- Developer(s): MPS Labs
- Publisher(s): MicroProse
- Designer(s): Arnold Hendrick Roy B. Gibson
- Programmer(s): Roy B. Gibson
- Artist(s): Kim Biscoe
- Writer(s): Arnold Hendrick
- Composer(s): Jeffery L. Briggs
- Series: Silent Service
- Platform(s): Amiga, Atari ST, MS-DOS
- Release: NA: 1990-1991;
- Genre(s): Submarine simulator
- Mode(s): Single-player

= Silent Service II =

1990 video game

Silent Service II is a submarine simulation game developed and published by MicroProse for MS-DOS in 1990 and for the Amiga in 1991. It is a sequel to 1985's Silent Service, also set in the Pacific Ocean during World War II. Tommo purchased the rights to this game and digitally publishes it through its Retroism brand in 2015.

==Gameplay==
Silent Service II allows the player to choose either single scenarios (training, a single historical battle, or a single random encounter war patrol) or an extended war career. In the career mode, the player undertakes a number of consecutive patrols in the submarine, meeting other ships or convoys in unscripted encounters generated by the game. The player is able to select a home port and a patrol area on a map of the Pacific Ocean, and time acceleration allowed the submarine to move quickly to the chosen area. The length of each patrol is limited by the submarine's available fuel, but a typical war career can still take several hours of play time to complete. Common encounters involve the detection of a merchant ship or convoy, with the player determining whether and how to attack. On other occasions the player may face sudden detection by warships and be forced to act quickly to escape.
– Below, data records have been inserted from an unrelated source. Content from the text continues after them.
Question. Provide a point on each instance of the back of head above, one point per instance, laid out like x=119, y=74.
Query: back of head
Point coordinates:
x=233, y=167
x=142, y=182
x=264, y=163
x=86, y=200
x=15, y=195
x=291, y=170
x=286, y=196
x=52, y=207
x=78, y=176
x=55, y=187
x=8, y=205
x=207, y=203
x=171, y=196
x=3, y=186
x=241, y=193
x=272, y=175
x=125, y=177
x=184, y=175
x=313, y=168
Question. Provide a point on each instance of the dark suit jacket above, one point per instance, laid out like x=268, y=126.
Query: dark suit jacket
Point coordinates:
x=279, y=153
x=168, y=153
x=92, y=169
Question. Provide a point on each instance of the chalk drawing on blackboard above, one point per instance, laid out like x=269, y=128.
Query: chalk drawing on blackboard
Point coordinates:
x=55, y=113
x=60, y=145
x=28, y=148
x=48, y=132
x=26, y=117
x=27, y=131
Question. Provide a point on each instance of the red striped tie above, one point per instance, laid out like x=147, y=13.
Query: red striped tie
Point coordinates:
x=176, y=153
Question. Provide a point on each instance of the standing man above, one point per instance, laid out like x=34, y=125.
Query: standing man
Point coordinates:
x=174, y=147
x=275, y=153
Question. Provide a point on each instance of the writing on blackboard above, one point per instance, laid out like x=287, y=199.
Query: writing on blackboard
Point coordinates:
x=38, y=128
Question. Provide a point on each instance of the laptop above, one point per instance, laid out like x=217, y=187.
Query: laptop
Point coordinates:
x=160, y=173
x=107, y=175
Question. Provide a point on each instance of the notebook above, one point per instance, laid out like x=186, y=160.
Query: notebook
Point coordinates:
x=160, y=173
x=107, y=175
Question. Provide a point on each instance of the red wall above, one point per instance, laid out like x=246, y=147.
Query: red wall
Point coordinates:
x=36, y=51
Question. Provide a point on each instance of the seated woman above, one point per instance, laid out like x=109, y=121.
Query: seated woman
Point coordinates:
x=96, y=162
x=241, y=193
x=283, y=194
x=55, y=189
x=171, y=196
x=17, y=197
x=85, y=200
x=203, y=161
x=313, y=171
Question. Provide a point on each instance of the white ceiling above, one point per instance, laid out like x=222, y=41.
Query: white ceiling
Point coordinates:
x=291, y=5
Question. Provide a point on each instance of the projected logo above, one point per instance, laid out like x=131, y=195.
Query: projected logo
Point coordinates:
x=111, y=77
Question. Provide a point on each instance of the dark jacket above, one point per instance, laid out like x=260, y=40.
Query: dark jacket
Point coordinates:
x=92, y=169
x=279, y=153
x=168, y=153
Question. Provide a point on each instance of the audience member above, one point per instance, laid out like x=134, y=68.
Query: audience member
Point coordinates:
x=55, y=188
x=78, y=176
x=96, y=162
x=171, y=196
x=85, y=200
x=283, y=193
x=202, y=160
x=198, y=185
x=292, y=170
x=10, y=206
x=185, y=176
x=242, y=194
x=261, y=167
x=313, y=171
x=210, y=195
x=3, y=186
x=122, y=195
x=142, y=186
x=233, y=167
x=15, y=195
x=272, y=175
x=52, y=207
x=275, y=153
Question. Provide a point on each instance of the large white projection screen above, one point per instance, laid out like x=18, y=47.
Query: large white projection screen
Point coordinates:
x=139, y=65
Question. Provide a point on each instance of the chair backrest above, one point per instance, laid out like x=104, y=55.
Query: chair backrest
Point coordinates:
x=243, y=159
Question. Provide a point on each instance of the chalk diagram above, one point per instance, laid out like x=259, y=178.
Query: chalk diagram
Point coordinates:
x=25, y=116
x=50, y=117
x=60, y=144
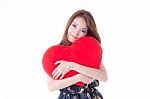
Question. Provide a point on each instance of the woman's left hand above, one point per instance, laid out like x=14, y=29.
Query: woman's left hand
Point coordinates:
x=63, y=68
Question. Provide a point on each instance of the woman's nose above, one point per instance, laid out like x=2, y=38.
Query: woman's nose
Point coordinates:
x=76, y=32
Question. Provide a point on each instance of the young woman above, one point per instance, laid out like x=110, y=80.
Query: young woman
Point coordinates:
x=80, y=24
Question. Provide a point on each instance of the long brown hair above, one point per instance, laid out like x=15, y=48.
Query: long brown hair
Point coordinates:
x=91, y=25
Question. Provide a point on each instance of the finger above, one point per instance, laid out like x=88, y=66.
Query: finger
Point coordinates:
x=57, y=62
x=62, y=76
x=58, y=75
x=55, y=70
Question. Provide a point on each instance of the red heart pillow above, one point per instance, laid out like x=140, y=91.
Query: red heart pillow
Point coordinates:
x=85, y=51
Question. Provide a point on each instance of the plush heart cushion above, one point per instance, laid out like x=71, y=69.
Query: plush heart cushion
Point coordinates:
x=85, y=51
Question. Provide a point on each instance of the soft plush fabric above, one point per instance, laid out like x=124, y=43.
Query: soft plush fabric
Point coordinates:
x=85, y=51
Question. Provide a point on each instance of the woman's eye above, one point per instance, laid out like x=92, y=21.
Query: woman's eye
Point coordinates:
x=84, y=31
x=74, y=25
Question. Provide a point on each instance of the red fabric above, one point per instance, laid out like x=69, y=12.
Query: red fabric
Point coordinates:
x=85, y=51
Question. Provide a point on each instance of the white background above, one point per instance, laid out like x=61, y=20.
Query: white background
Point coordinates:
x=29, y=27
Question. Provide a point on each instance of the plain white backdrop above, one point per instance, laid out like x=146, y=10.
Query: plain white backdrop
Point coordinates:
x=29, y=27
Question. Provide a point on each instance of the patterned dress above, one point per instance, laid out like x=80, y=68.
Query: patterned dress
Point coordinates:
x=76, y=92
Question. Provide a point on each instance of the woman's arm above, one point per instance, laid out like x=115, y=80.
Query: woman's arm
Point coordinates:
x=65, y=66
x=99, y=74
x=59, y=84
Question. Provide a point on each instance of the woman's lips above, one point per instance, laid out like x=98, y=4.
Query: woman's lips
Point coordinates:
x=74, y=36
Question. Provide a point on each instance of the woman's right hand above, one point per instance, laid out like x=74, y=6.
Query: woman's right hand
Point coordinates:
x=85, y=79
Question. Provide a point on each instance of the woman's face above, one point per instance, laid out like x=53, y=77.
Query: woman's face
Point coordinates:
x=77, y=29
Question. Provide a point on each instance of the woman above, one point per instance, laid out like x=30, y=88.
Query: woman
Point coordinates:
x=80, y=24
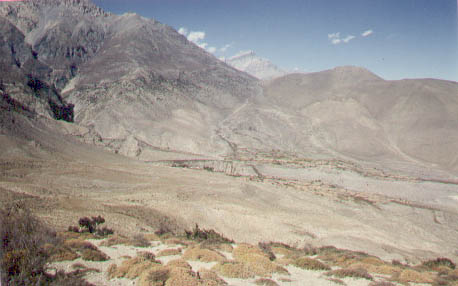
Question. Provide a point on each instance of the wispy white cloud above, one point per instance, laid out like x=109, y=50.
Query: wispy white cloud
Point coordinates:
x=348, y=38
x=183, y=31
x=335, y=38
x=367, y=33
x=196, y=36
x=336, y=41
x=225, y=47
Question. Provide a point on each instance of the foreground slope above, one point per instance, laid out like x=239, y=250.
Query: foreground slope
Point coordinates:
x=349, y=112
x=258, y=67
x=299, y=155
x=160, y=89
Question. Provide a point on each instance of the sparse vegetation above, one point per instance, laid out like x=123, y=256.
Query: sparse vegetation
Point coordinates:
x=208, y=235
x=91, y=225
x=94, y=255
x=27, y=247
x=169, y=252
x=355, y=273
x=201, y=254
x=439, y=262
x=265, y=282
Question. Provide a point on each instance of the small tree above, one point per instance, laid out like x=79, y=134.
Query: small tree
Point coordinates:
x=87, y=223
x=92, y=225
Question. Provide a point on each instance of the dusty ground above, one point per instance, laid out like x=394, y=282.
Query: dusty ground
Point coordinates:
x=317, y=202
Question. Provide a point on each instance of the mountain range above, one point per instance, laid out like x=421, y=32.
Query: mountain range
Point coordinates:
x=133, y=85
x=258, y=67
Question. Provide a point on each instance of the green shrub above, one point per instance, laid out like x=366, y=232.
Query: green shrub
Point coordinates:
x=438, y=262
x=204, y=234
x=27, y=247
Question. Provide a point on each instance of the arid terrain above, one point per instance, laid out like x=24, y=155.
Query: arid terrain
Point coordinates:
x=121, y=116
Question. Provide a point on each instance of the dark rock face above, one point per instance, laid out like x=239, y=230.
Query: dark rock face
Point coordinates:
x=23, y=78
x=135, y=72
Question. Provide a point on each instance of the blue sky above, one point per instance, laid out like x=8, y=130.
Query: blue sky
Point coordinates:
x=403, y=39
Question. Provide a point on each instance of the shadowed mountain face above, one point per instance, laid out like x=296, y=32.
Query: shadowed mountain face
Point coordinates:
x=339, y=157
x=134, y=85
x=353, y=112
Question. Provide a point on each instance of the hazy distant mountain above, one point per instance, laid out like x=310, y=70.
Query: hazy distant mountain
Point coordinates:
x=134, y=82
x=256, y=66
x=133, y=85
x=349, y=111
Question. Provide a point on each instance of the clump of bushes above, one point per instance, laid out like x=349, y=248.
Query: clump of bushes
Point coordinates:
x=25, y=250
x=91, y=225
x=311, y=264
x=206, y=235
x=355, y=273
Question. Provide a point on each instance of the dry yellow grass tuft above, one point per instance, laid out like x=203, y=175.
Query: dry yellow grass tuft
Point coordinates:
x=256, y=260
x=65, y=235
x=387, y=269
x=204, y=255
x=233, y=269
x=155, y=276
x=409, y=275
x=210, y=278
x=146, y=255
x=59, y=253
x=177, y=241
x=182, y=277
x=94, y=255
x=132, y=268
x=284, y=261
x=169, y=252
x=216, y=246
x=111, y=271
x=265, y=282
x=115, y=240
x=79, y=244
x=242, y=250
x=372, y=260
x=178, y=263
x=311, y=264
x=151, y=237
x=285, y=252
x=346, y=272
Several different viewpoints are available, including the bridge, the periscope (usable either submerged or surfaced), the navigation area with the map, and internal status displays. Other ships are displayed as sprites in the bridge or periscope views. The MS-DOS version of the game uses up to 256 colors.

==Reception==
Computer Gaming World praised Silent Service II, citing its excellent graphics, "amazing" sound card audio, and seven accurate submarine types. It concluded that the game "teaches historical lessons worthy of a graduate seminar in modern American history" while exciting as "a mammoth roller-coaster". 1991 and 1993 surveys of strategy and war games in that magazine gave it four and a half stars out of five.